Imagine a world in which all members of the ruled class – that is, ordinary individuals who do not belong to the structures of power – suddenly disappear without a trace, the only people remaining being the members of the ruling class – politicians, bureaucrats, and their enforcers. Now, since in order to be a ruler, one needs to have someone to rule over, those people, logically speaking, could not be considered as rulers any more. Thus, they would end up in a state of anarchy vis-a-vis each other, but since, qua former rulers, they would be accustomed to earning their living through coercive exploitation rather than through production, free exchange, and entrepreneurship, they would likely start fighting with each other until a victorious group emerged and turned the losers into a new ruled class. In this particular case, anarchy could be truly said to lead to conflict and chaos.

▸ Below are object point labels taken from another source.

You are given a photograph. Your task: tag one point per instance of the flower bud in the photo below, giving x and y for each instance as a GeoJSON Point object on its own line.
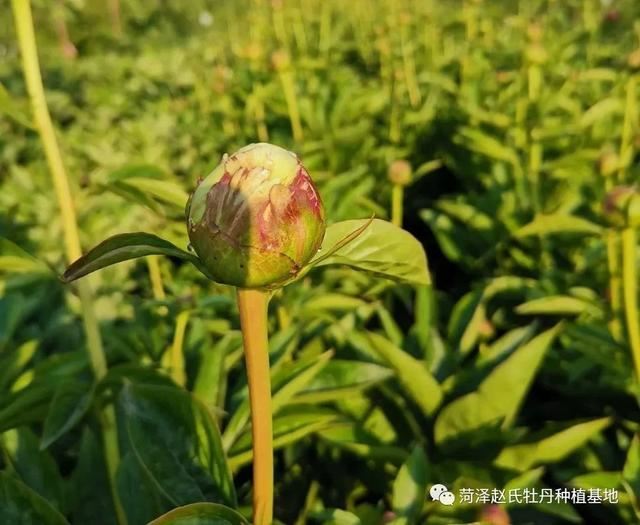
{"type": "Point", "coordinates": [400, 173]}
{"type": "Point", "coordinates": [257, 219]}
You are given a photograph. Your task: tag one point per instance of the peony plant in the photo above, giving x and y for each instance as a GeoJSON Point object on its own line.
{"type": "Point", "coordinates": [257, 223]}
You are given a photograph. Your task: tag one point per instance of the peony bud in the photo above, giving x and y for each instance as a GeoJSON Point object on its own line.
{"type": "Point", "coordinates": [257, 219]}
{"type": "Point", "coordinates": [400, 173]}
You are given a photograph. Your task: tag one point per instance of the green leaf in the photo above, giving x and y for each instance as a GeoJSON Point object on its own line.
{"type": "Point", "coordinates": [21, 505]}
{"type": "Point", "coordinates": [293, 424]}
{"type": "Point", "coordinates": [286, 381]}
{"type": "Point", "coordinates": [558, 223]}
{"type": "Point", "coordinates": [13, 259]}
{"type": "Point", "coordinates": [558, 305]}
{"type": "Point", "coordinates": [12, 364]}
{"type": "Point", "coordinates": [201, 514]}
{"type": "Point", "coordinates": [412, 374]}
{"type": "Point", "coordinates": [89, 489]}
{"type": "Point", "coordinates": [337, 517]}
{"type": "Point", "coordinates": [631, 473]}
{"type": "Point", "coordinates": [70, 403]}
{"type": "Point", "coordinates": [381, 248]}
{"type": "Point", "coordinates": [499, 396]}
{"type": "Point", "coordinates": [410, 487]}
{"type": "Point", "coordinates": [354, 438]}
{"type": "Point", "coordinates": [552, 448]}
{"type": "Point", "coordinates": [340, 378]}
{"type": "Point", "coordinates": [121, 248]}
{"type": "Point", "coordinates": [184, 460]}
{"type": "Point", "coordinates": [36, 468]}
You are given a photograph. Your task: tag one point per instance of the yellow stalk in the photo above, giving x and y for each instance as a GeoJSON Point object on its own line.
{"type": "Point", "coordinates": [31, 69]}
{"type": "Point", "coordinates": [252, 305]}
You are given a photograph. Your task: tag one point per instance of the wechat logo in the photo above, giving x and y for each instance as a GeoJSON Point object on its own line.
{"type": "Point", "coordinates": [440, 493]}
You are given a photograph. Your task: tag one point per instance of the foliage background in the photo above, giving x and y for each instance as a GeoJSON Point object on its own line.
{"type": "Point", "coordinates": [512, 370]}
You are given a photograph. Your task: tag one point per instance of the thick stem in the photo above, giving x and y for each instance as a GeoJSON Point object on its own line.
{"type": "Point", "coordinates": [397, 196]}
{"type": "Point", "coordinates": [252, 305]}
{"type": "Point", "coordinates": [31, 68]}
{"type": "Point", "coordinates": [630, 292]}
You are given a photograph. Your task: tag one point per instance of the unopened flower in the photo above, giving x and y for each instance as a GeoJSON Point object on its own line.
{"type": "Point", "coordinates": [257, 219]}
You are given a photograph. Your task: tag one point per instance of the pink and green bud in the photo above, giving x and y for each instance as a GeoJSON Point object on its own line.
{"type": "Point", "coordinates": [257, 219]}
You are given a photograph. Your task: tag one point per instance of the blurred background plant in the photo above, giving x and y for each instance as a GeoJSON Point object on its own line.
{"type": "Point", "coordinates": [519, 126]}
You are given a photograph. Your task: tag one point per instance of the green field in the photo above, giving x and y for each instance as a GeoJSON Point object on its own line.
{"type": "Point", "coordinates": [500, 138]}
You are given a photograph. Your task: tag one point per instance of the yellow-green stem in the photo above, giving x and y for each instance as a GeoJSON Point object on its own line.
{"type": "Point", "coordinates": [252, 305]}
{"type": "Point", "coordinates": [31, 69]}
{"type": "Point", "coordinates": [176, 354]}
{"type": "Point", "coordinates": [155, 276]}
{"type": "Point", "coordinates": [397, 196]}
{"type": "Point", "coordinates": [615, 284]}
{"type": "Point", "coordinates": [630, 293]}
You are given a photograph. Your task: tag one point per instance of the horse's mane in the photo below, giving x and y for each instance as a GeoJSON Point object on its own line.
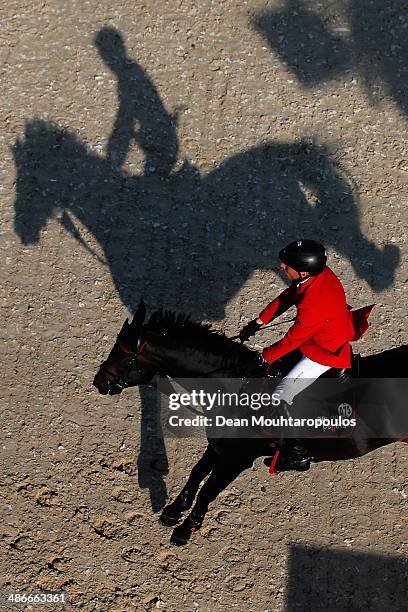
{"type": "Point", "coordinates": [179, 331]}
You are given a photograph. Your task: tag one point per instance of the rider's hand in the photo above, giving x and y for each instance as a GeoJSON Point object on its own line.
{"type": "Point", "coordinates": [249, 330]}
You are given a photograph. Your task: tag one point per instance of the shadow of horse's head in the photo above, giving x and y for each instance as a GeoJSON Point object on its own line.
{"type": "Point", "coordinates": [36, 199]}
{"type": "Point", "coordinates": [55, 170]}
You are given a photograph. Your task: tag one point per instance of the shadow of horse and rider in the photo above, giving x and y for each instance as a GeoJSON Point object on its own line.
{"type": "Point", "coordinates": [179, 237]}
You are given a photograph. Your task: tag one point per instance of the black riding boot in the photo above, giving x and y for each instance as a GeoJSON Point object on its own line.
{"type": "Point", "coordinates": [292, 456]}
{"type": "Point", "coordinates": [296, 454]}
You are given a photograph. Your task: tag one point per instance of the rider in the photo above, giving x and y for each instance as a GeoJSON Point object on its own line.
{"type": "Point", "coordinates": [322, 329]}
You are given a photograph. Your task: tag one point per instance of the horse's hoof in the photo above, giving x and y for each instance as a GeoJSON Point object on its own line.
{"type": "Point", "coordinates": [180, 537]}
{"type": "Point", "coordinates": [169, 520]}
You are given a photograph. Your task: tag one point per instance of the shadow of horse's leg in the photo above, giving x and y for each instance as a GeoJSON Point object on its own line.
{"type": "Point", "coordinates": [152, 461]}
{"type": "Point", "coordinates": [223, 473]}
{"type": "Point", "coordinates": [184, 500]}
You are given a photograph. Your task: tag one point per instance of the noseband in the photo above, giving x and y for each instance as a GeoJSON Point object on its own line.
{"type": "Point", "coordinates": [118, 383]}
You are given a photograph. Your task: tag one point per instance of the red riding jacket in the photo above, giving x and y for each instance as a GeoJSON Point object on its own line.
{"type": "Point", "coordinates": [323, 326]}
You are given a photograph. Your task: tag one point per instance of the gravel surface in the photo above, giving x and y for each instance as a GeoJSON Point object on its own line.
{"type": "Point", "coordinates": [168, 150]}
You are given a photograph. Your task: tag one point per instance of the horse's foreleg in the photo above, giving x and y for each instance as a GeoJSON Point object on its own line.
{"type": "Point", "coordinates": [221, 476]}
{"type": "Point", "coordinates": [184, 500]}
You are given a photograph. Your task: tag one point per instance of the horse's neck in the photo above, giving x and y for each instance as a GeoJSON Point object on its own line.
{"type": "Point", "coordinates": [187, 361]}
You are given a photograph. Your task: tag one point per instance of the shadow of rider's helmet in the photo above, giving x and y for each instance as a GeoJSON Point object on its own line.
{"type": "Point", "coordinates": [304, 256]}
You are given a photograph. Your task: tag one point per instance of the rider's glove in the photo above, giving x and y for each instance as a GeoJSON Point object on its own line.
{"type": "Point", "coordinates": [249, 330]}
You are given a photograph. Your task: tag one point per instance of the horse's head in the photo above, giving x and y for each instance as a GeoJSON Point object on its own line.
{"type": "Point", "coordinates": [127, 364]}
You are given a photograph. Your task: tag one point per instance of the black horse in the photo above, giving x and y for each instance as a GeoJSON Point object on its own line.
{"type": "Point", "coordinates": [175, 346]}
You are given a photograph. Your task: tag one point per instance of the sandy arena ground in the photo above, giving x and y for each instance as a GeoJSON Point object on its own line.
{"type": "Point", "coordinates": [168, 150]}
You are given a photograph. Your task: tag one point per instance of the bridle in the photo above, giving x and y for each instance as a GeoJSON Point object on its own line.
{"type": "Point", "coordinates": [119, 382]}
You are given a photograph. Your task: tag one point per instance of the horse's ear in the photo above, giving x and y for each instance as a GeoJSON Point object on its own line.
{"type": "Point", "coordinates": [140, 315]}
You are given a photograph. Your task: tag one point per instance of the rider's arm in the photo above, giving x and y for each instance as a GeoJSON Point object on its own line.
{"type": "Point", "coordinates": [294, 337]}
{"type": "Point", "coordinates": [279, 305]}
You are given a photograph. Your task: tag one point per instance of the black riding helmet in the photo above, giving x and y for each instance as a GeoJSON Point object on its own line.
{"type": "Point", "coordinates": [304, 256]}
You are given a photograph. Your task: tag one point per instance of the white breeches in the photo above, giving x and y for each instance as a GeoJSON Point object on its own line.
{"type": "Point", "coordinates": [303, 374]}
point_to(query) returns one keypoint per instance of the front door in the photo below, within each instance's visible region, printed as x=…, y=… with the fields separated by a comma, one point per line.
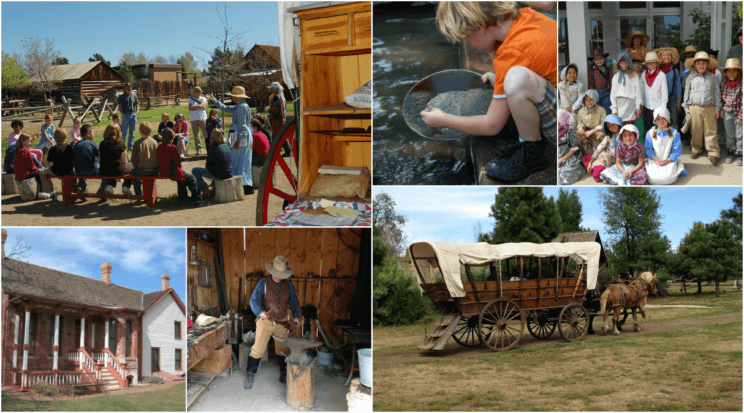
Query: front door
x=155, y=359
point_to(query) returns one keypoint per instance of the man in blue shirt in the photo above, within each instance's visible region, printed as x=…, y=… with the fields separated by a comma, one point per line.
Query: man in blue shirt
x=270, y=301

Now imagine a different world – a one in which it is the rulers who disappear, not because the propensity to coercively control others was eradicated, but because the ruled class, to use la Boetie’s phrase, “resolved to serve no more” and, to use another popular phrase, successfully “starved the beast”. Unlike in the previous case, the state of anarchy that they would subsequently find themselves in would be unlikely to result in a conflict over power vacuum, because, to quote Jeffrey Rogers Hummel, “the same social consensus, the same institutions, and the same ideological imperatives that had gained them liberation from their own state would be automatically in place to defend against any other states that tried to fill the vacuum”.

Thus, it turns out that what prevents peaceful coexistence from degenerating into violent conflict is, contra the Hobbesian myth, not the presence of rulers, but precisely their absence.